In advance of the senate hearing a bill to raise taxes on tobacco products and sugary drinks, prominent politicians have voiced strong opposition to the proposal. Among them is Senator King-Nabors (R), who argued that the bill would hit the islands’ poor the hardest. He criticized what he saw as the folly of reducing a “holistic problem” in the commonwealth’s health down to simply sugar and tobacco.
The bill directs proceeds from the tax to health initiatives, but King-Nabors believes that they will be insufficient to make any significant progress on overall health, and will ultimately lead to worse outcomes by making the most poor even more so.

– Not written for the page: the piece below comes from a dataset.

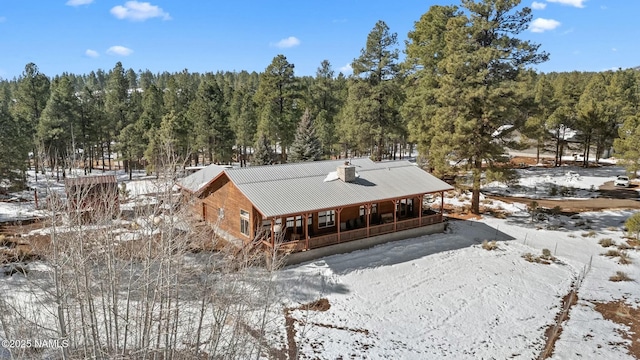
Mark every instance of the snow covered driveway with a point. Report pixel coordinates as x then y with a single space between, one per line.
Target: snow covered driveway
430 297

Critics of the bill have also suggested that it would not change the overall consumption of unhealthy products but simply change the market proportions for them. For example, the black market for cigarettes, they say, would increase, and consumers would buy less soda and more beer. What’s more, impoverished citizens spend a greater percentage of their income on the taxed products, and the tax is regressive, hurting them the most.
King-Nabors was joined in his opposition by Efraim Atalig, the mayor of Rota, the commonwealth’s southernmost island. Atalig echoed King-Nabors’ concerns about the tax hurting the poor and suggested that a better source for funding would be a tax on remittances since “those are funds that exit the CNMI.”
The tax was proposed by Representative Christina Sablan (D), but as of now, neither she nor any other proponent of the bill has spoken in support of it publicly. At the present, the opponents of the tax dominate the conversation.